Bandini's second wife was Refugia Argüello, daughter of Santiago Argüello. They had three sons, Juan de la Cruz, Alfredo, and Arturo, and two daughters, Dolores and Victoria.

Bandini built a large U-shaped house, Casa de Bandini, in 1829. Initially it had 12 rooms and was one-story. Bandini was forced to sell his house in 1859 due to financial losses. Part of the building was converted into a store. His house was later converted to the Cosmopolitan Hotel in 1869, with a second story and wraparound porch added. The house still stands in Old Town San Diego, at the east corner of the town square. Originally the house and hotel was stuccoed—that was added in modern times to make it look "Spanish Colonial".

Civic life

Bandini served various public offices such as member of the assembly, sub-comisario of revenues, and substitute congressman.

Rancho Jurupa

In 1838, the Mexican government granted him Rancho Jurupa [1] in modern day San Bernardino County and Riverside County.

During the Mexican-American War, Bandini supported the Americans. With Santiago Arguello he issued an appeal to not resist the Americans. After the war, Bandini was increasingly critical of the U. S. government, especially the Land Act of 1851 that allowed Mexican land grants to be challenged. The Treaty of Guadalupe Hidalgo with Mexico, in 1848, had guaranteed the land grants would be recognized.

During March 29–September 27, 1848 he was Juez de Paz (Justice of the Peace) of San Diego Pueblo.

In 1850 he opened a store in San Diego and built the Gilla House hotel. Soon after he moved to Mexico then in 1855 to Los Angeles where he died in 1859.

Public perception

Bandini was dressed elegantly and always gracious, and cut a refined presence wherever he went. He was known as a charming public speaker, fluent writer, excellent dancer, fair musician, and fine horseman. His home was the social center of San Diego.

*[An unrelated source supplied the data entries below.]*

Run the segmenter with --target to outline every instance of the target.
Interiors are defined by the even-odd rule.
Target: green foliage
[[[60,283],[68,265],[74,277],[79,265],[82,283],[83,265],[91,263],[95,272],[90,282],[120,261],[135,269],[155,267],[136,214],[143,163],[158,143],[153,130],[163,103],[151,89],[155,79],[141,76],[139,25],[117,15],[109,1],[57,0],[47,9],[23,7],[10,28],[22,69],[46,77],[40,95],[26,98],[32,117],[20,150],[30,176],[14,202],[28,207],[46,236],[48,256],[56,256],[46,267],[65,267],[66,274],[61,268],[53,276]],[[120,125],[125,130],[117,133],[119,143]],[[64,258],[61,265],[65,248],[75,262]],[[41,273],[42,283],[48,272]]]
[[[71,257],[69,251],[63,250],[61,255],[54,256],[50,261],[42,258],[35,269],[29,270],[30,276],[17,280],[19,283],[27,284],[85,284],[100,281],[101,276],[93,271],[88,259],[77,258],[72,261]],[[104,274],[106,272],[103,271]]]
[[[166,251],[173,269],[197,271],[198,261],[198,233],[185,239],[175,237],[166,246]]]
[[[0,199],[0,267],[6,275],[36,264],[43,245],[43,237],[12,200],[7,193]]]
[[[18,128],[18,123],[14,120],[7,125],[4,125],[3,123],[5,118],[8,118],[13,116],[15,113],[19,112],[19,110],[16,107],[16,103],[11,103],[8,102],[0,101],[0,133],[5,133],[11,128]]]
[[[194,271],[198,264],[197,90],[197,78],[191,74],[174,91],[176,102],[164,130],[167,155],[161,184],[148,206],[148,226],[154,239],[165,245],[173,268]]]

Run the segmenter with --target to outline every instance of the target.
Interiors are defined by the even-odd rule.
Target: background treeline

Bandini had a gift of sardonic humor and enjoyed sarcasm. Richard Henry Dana, Jr. in Two Years Before the Mast said of him:

He had a slight and elegant figure, moved gracefully, danced and waltzed beautifully, spoke the best of Castilian, with a pleasant and refined voice and accent, and had throughout the bearing of a man of high birth and figure.

Seeing him again one evening, Dana said he

gave us the most graceful dancing that I had ever seen. He was dressed in white pantaloons, neatly made, a short jacket of dark silk gaily figured, white stockings and thin Morocco slippers upon his very small feet.

His lifestyle and hospitality often got him into trouble financially, requiring his children to bail him out in latter years.